Pressure Sharing Design by Bedrock for Steel Penstock

 


Model of Penstock for Pressure Sharing Design by Bedrock

Model of penstock for Pressure Sharing Design by Bedrock is shown in below figure. The formula for Design is derived using the assumption shown in below table, and it is a formura by Elastic Theory.

fig
Model of Penstock for Pressure Sharing Design by Bedrock

Item Description
Penstock (steel shell) Elastic body which can transmit only curcumferential stress
Filling Concrete Elastic body which can transmit only compressive stress in the radial direction because of cracks in the concrete due to the internal water pressure. Plastick deformation coefficient is considered to evaluate the boid between the steel shell and concrete.
Bedrock Elastic body which can transmit both stresses in the circumferential and radial directions, alsoo compressive and tensile stresses, under the condition of sufficient initial stress in the underground.
Void between steel shell and concrete Void between steel shell and concrete includes the Plastic displacements of concrete and bedrock, temperature change of steel shell and shrinkage of the concrete. This void is considered under the condition of low internal water pressure.
Basic equation Basic equation is derived using the assumption that the displacement of the steel shell in the radial direction due to the internal water pressure is equal to the sum of the void between the steel shell and concrete, complessive displacements of concrete and bedrock.


Notation

$t$ Thickness of the steel shell    $\delta_s$ Elastic displacement of steel shell in the radius direction
$r_s$ Internal diameter of the steel shell    $\delta_c$ Elastic displacement of the concrete in the radius direction
$r_c$ Excavated diameter of the tunnel    $\delta_g$ Elastic displacement of the bedrock in the radius direction
$P$ Design internal water pressure    $\delta_0$ Void between the concrete and the steel shell
$P_s$ Internal pressure shared by the steel shell    $\Delta_c$ Plastic displacement of the concrete
$\lambda$ Pressure sharing ratio by the bedrock    $\Delta_g$ Plastic displacement of the bedrock
$\Delta T$ Temperature change of the steel shell    $\Delta_s$ Void due to the temperature change of the steel shell
$\alpha_s$ Coefficient of thermal expantion of the steel    $\Delta_{sd}$ Shrinkage of the concrete
$E_s$ Elastic modulus of the steel    $\sigma_s$ Stress of the steel shell in the Circumferential direction
$E_c$ Elastic modulus of the concrete    $\sigma_c$ Stress of the concrete in the radius direction
$E_g$ Elastic modulus of the bedrock    $\sigma_r$ Stress of the bedrock in the radius direction
$m_g$ Poisson's number of the bedrock($=1/\nu_g$)   $\sigma_{\theta}$ Stress of the bedrock in the circumferential direction
$\nu_g$ Poisson's ratio of the bedrock    $\varepsilon_s$ Strain of the steel shell in the circumferential direction
$\beta_c$ Plastic deformation modulus of the concrete    $\varepsilon_c$ Strain of the cincrete in the radius direction
$\beta_g$ Plastic deformation modulus of the bedrock    $\varepsilon_g$ Strain of the bedrock in the radius direction
$D$ Internal diameter of the steel shell    $\sigma_{sa}$ Allowable stress of the steel shell
$D_R$ Excavated diameter of the tunnel   


Basic equation

Define the displacements of the steel shell, concrete and bedrock in the radial direction as follow.
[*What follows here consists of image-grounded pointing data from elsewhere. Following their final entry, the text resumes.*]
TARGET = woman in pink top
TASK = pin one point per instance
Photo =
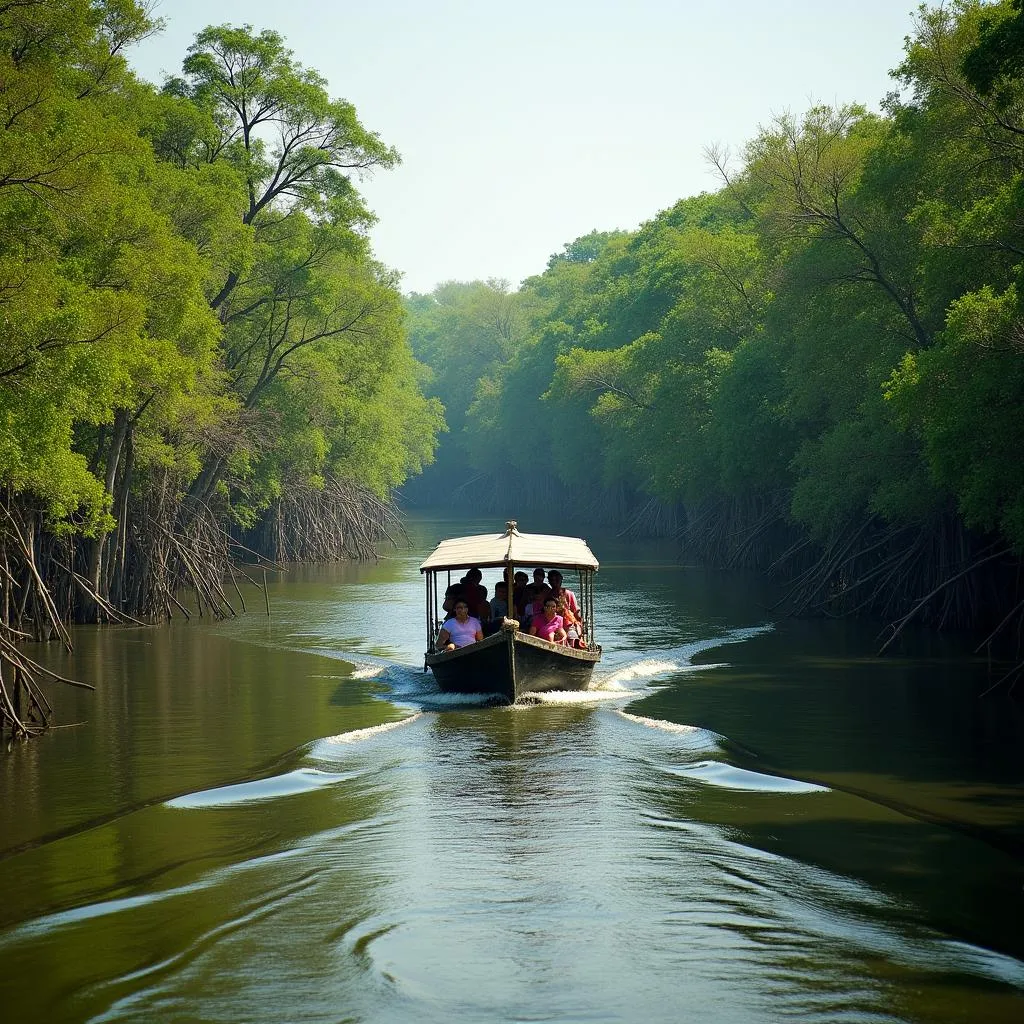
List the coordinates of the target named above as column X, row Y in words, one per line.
column 461, row 630
column 548, row 626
\begin{align} &\text{Elastic displacement of the steel shell} &~& \delta_s=\delta_c+\delta_g+\delta_0 \tag{1} \\ &\text{Void between the concrete and the steel shell} &~& \delta_0=\Delta_c+\Delta_g+\Delta_s+\Delta_{sd} \tag{2} \\ &\text{Internal water pressure shared by the steel shell} &~& P_s=P(1-\lambda) \tag{3} \end{align}


Elastic displacements of the components in the radial direction

Elastic displacement of the steel shell

When it seems that the steel shell is a thin wall which can transmit only circumferential stress, following equation can be obtained taking into consideration of equiliblium of small element.
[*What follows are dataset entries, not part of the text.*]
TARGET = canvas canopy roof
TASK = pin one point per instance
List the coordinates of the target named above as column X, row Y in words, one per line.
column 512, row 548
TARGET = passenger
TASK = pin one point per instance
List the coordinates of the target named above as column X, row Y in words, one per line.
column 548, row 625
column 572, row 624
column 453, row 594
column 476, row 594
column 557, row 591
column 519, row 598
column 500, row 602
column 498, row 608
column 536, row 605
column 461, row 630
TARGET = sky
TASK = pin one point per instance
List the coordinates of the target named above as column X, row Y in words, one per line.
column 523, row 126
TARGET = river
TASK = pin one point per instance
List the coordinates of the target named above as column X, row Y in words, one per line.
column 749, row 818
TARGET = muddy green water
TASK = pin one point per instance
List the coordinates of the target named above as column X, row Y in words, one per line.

\begin{equation} 2\sigma_s\sin\left(\frac{\Delta\theta}{2}\right)\cdot t=P_s\cdot r_s\cdot\Delta\theta \end{equation}

Above can be approximated as follow because of small angle $\Delta\theta$,

\begin{equation} 2\sigma_s\left(\frac{\Delta\theta}{2}\right)\cdot t=P_s\cdot r_s\cdot\Delta\theta \end{equation}

Then, the circumferential stress of the steel shell is expressed below,

\begin{equation} \sigma_s=\frac{P_s\cdot r_s}{t} \tag{4} \end{equation}

and the circumferential strain of the steel shell is expressed below,

\begin{equation} \varepsilon_s=\frac{\Delta_s}{r_s} \end{equation}

as a result, the displacement of the steel shell in the radial direction is obtained as follow.
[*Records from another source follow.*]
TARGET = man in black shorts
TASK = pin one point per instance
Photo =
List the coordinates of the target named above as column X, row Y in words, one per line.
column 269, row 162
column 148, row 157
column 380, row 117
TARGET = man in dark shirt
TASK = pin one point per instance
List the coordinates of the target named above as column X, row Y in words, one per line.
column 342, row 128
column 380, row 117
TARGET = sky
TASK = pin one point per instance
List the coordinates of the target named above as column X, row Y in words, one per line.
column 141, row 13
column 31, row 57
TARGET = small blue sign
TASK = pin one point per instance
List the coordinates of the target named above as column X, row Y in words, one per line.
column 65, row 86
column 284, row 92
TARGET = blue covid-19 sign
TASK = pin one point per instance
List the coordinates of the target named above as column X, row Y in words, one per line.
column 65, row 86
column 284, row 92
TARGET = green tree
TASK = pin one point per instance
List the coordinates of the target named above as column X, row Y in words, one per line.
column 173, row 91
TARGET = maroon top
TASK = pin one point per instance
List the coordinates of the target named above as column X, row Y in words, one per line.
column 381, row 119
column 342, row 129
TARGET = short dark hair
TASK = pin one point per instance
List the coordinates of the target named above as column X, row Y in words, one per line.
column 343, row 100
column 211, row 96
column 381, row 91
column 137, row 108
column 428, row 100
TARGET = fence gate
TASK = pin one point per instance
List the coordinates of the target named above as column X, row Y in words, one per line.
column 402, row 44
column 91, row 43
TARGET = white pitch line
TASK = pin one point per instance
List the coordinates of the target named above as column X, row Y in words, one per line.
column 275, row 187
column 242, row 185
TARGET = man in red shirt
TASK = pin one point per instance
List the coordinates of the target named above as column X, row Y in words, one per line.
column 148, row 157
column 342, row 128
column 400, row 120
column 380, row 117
\begin{equation} \delta_s=r_s\cdot\varepsilon_s=r_s\frac{\sigma_s}{E_s}=\frac{P_s\cdot r_s^2}{E_s\cdot t} \tag{5} \end{equation}

Elastic displacement of the concrete

In the concrete body, tensile stress in the circumferential direction and compressive stress in the radius direction are act due to the displacement of the steel shell by internal water pressyre. However, it seems that the concrete can transmit only the compressive stress in the radial direction because the tensile strength of the cincrete is small and cracks are occured by the displacement of the steel shell.

\begin{equation} 2\pi r\sigma_c=2\pi r_s(P-P_s) \end{equation}
\begin{equation} \sigma_c=\frac{(P-P_s)r_s}{r} \qquad \text{(compressibe stress)} \tag{6} \end{equation}

So, the strain of the concrete is expressed as follow,

\begin{equation} \varepsilon_c=\frac{\sigma_c}{E_c}=\frac{(P-P_s)r_s}{E_c\cdot r} \end{equation}

where, positive is the compressive stress.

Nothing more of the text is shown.